"Laki-laki kemarin yang mana?"Nana pura-pura tidak tahu. Sebenarnya dia tahu, yang dimaksud Faris itu tidak lain adalah Jun.
"Yang di taman kemarin."Faris mengingatkannya lagi.
Nana sudah tahu kalau Faris sekarang sangat kepo dengan keadaannya. Apalagi dulu Faris pernah menyukainya dan entah sekarang apakah tetap menyukainya atau tidak.
Membicarakan Jun sama saja membuka cerita lamanya yang begitu menyakitkannya tapi pada akhirnya malah meninggalkan kerinduan pada laki-laki yang bernama Jun. Sudah sebulan lebih ini Jun meninggalkannya tanpa kabar. Tapi sekarang dia sudah sedikit lega setelah mendapat berita pertemuan antara Bi Sumi dengan Jun.
"Memang ada apa sama dia?"Nana masih berusaha bersandiwara dan menutupi identitas Jun dari Faris.

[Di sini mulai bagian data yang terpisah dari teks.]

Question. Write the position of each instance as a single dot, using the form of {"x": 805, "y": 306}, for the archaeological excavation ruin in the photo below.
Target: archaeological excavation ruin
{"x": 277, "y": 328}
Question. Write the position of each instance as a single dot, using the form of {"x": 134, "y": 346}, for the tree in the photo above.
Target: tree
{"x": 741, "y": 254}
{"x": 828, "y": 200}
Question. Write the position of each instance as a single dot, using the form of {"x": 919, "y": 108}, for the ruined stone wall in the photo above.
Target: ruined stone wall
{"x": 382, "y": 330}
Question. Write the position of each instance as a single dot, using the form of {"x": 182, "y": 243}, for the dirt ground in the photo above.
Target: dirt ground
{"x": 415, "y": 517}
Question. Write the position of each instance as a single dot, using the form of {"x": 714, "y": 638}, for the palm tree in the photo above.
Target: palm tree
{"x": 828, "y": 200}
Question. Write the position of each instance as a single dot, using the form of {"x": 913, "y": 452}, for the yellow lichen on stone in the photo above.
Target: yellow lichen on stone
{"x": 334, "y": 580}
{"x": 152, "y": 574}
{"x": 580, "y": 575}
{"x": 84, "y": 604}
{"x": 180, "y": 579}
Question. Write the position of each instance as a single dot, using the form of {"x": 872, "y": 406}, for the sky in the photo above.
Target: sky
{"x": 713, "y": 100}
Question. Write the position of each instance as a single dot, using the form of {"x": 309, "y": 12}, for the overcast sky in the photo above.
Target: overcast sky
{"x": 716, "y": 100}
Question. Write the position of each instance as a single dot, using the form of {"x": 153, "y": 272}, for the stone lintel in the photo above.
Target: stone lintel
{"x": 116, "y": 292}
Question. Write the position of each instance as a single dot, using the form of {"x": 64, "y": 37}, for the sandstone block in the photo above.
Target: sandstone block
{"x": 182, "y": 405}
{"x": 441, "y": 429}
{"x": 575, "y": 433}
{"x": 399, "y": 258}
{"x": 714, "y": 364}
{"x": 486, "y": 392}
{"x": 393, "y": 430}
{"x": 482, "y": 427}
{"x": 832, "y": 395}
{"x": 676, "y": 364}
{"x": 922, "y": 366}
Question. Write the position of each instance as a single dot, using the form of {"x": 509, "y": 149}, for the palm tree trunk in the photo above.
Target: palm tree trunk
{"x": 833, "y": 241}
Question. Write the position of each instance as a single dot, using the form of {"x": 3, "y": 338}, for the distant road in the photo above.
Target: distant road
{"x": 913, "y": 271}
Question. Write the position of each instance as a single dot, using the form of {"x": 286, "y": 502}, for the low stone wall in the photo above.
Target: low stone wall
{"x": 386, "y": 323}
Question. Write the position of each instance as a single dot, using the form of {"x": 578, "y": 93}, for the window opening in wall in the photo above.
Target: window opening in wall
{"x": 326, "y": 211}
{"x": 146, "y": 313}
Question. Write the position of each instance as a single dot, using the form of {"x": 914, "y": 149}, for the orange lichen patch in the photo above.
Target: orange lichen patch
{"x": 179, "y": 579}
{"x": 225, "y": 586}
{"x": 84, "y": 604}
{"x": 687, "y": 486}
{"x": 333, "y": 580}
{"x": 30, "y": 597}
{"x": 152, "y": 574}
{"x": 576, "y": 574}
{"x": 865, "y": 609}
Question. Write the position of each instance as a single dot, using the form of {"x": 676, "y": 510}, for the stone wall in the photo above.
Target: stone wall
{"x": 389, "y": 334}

"Apa memang kalau laki-laki yang ditaman itu adalah ayah dari anak yang sedang kamu kandung itu Rin?"Faris mendekatkan tempat duduknya pada kursi Nana.
"Memangnya kenapa Ris. Jangan bahas itu ya. Kita bahas yang lain saja."Nana mengalihkan pandangannya dan menunduk.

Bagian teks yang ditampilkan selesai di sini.